Should South Africans be Investing Offshore?
It seems that everyone is talking about investing offshore to protect their assets against the weakening rand and lagging South African economy. Is it something South Africans should be doing? In this blog post, we explain exactly what investing offshore is, and then go into whether this type of investing is for you.
What is offshore investing?
Offshore investing is when you invest in assets (shares, bonds, property, etc.) that have a jurisdiction in a different country to where you reside. For example, if you live in South Africa and buy a property in Mauritius, that’s an offshore investment. Same goes if you buy shares in Apple, which is listed in the US.
How do I invest offshore?
There are two main ways for South Africans to get exposure to assets that are in other markets:
1. Direct offshore investment
Investing your money directly offshore means that you convert your rands into dollars, euros or whatever the relevant currency is, and then move this into a bank or investment account that is held overseas. Here are some of the T&Cs that you need to keep in mind with direct offshore investing:
- You are allowed to invest R1 million a year offshore without any approval (this is called your Single Discretionary Allowance).
- If you want to invest more than R1 million in a calendar year, you will need to get approval from SARS and the Reserve Bank. If you get this approval, you can move up to another R10 million offshore.
- There are costs involved in converting your money, and in opening a bank or investment account overseas, which you need to take into account.
- Many of the investment products that are available have minimum investment requirements, like $10,000.
2. Indirect (rand-based) offshore investment
Here you’re able to invest in investments that are in rands, but which have exposure to offshore assets. You don’t have to convert your rands, and minimum investment amounts are lower or even don’t apply. You also don't need to get any approvals in order to invest. This could be in the form of a feeder fund: a rand-based fund which invests into another fund (in this case, directly in offshore assets).

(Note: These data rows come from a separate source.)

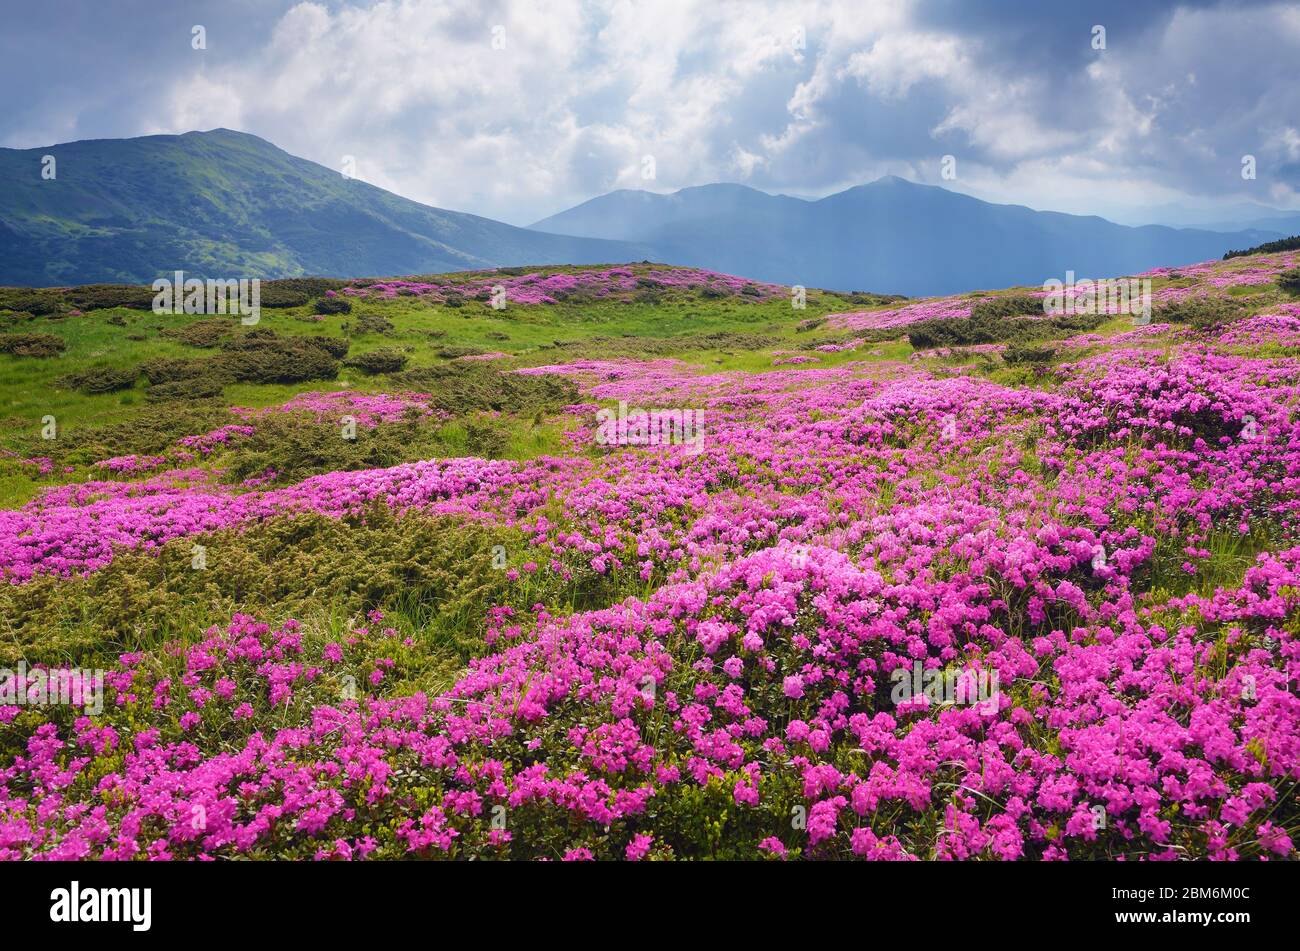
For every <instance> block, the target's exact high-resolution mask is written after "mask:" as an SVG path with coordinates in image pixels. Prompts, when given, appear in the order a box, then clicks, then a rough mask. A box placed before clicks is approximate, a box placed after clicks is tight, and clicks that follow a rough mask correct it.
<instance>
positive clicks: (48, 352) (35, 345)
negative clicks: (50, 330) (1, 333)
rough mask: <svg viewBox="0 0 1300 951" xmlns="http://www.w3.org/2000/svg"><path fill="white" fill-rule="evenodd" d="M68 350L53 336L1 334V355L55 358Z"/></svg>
mask: <svg viewBox="0 0 1300 951" xmlns="http://www.w3.org/2000/svg"><path fill="white" fill-rule="evenodd" d="M65 349H68V344H66V343H64V339H62V338H61V336H55V335H53V334H0V353H9V355H12V356H25V357H36V359H44V357H55V356H59V355H60V353H62V352H64V351H65Z"/></svg>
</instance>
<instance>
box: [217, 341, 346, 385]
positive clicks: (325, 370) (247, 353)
mask: <svg viewBox="0 0 1300 951" xmlns="http://www.w3.org/2000/svg"><path fill="white" fill-rule="evenodd" d="M217 364H218V369H220V373H221V374H222V375H229V377H230V378H231V379H235V381H239V382H242V383H302V382H305V381H308V379H334V377H337V375H338V361H337V360H335V359H334V357H333V356H331V355H330V353H329V352H328V351H325V349H324V348H321V347H316V346H312V344H309V343H308V344H296V343H289V342H287V340H285V342H273V343H268V344H265V346H261V347H247V348H242V349H235V351H230V352H226V353H222V355H221V356H220V357H218V360H217Z"/></svg>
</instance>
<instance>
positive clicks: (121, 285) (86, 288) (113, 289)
mask: <svg viewBox="0 0 1300 951" xmlns="http://www.w3.org/2000/svg"><path fill="white" fill-rule="evenodd" d="M153 298H155V291H153V288H152V287H148V286H144V285H82V286H81V287H69V288H68V290H66V291H64V299H65V300H66V301H68V303H69V304H72V305H73V307H75V308H78V309H79V311H104V309H108V308H110V307H127V308H131V309H133V311H149V309H152V307H153Z"/></svg>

One example of a rand-based offshore fund is the Sygnia Itrix S&P 500 ETF, which allows you to invest in rands, but gives you exposure to companies that are part of the Standard & Poor's (S&P) 500: an index which tracks and goes up and down with the performance of around 500 of the largest American companies, like Apple, Tesla and Microsoft. It’s considered to be one of the best measures of American stock market performance.
Indirect (rand-based) offshore investments allow you to get exposure to offshore assets without the headache of sending your money to another country.
How am I taxed on offshore investments?
You’re taxed on any capital gains (growth on your investment) that are over R40,000 each year (applies to all investments), only if and when you withdraw or sell your investments. You may also incur tax on any dividends received.
There is a slight difference between how you calculate your capital gain on the two different options we’ve mentioned above:
- Capital gain on direct offshore investing: If you initially bought an asset for $100 (and the rand was at R10/dollar so you paid R1,000) and then sold it years later for $125 (and the rand was at R20/dollar so you received R2,500), your capital gain would be $25 (R500 in rand terms).
- Capital gain on indirect (rand-based) offshore investing: If you buy something for R1,000 and sell it years later for R2,500, your capital gain is R1,500. Your capital gain will be affected by the performance of the asset, as well as any currency movement.
So the cashflows in both examples are the same, but the capital gain – and therefore potential tax payable – is more on the indirect option. This result would be reversed in a scenario where the rand strengthens, which is also possible, albeit less likely.
What are the risks?
There are three main risks to keep a lookout for in offshore investing:
- The rand strengthens. One of the reasons to invest offshore is for currency diversification, but there is also the chance that the rand strengthens against offshore currencies. This means that the rand value of your investment could decrease. So even if your investment performed well in its local currency, the value when you convert it back to rands may have fallen.
- Political or regional disruption. This could also impact your investments. For example, when the Russian-Ukranian war started, many Russian investments dropped drastically in value.
- A change in regulations in the offshore market. For example, if the government of a certain country does something that impacts the profitability or ability of a certain company or industry to operate, this will impact the value of your investment.
So should you invest offshore?
Is there a good reason to invest offshore? Yes, for diversification, of course! It’s estimated that South Africa has less than 1% of the world's investable assets, so if your investments are limited to what is available locally, then you’re missing out on a very large opportunity.
Investing offshore gives you access to different companies operating in different markets so you can get exposure to industries that may not be available in South Africa. These companies will also give you exposure to different currencies, depending on where they operate (and everyone is always afraid of the rand tanking!).
Offshore investment has a place in many people’s portfolios. However, you should make sure you have the basics in place first: set up an emergency fund, try repaying as much of your debt as possible, then look to grow your wealth through investing in both local and offshore equities.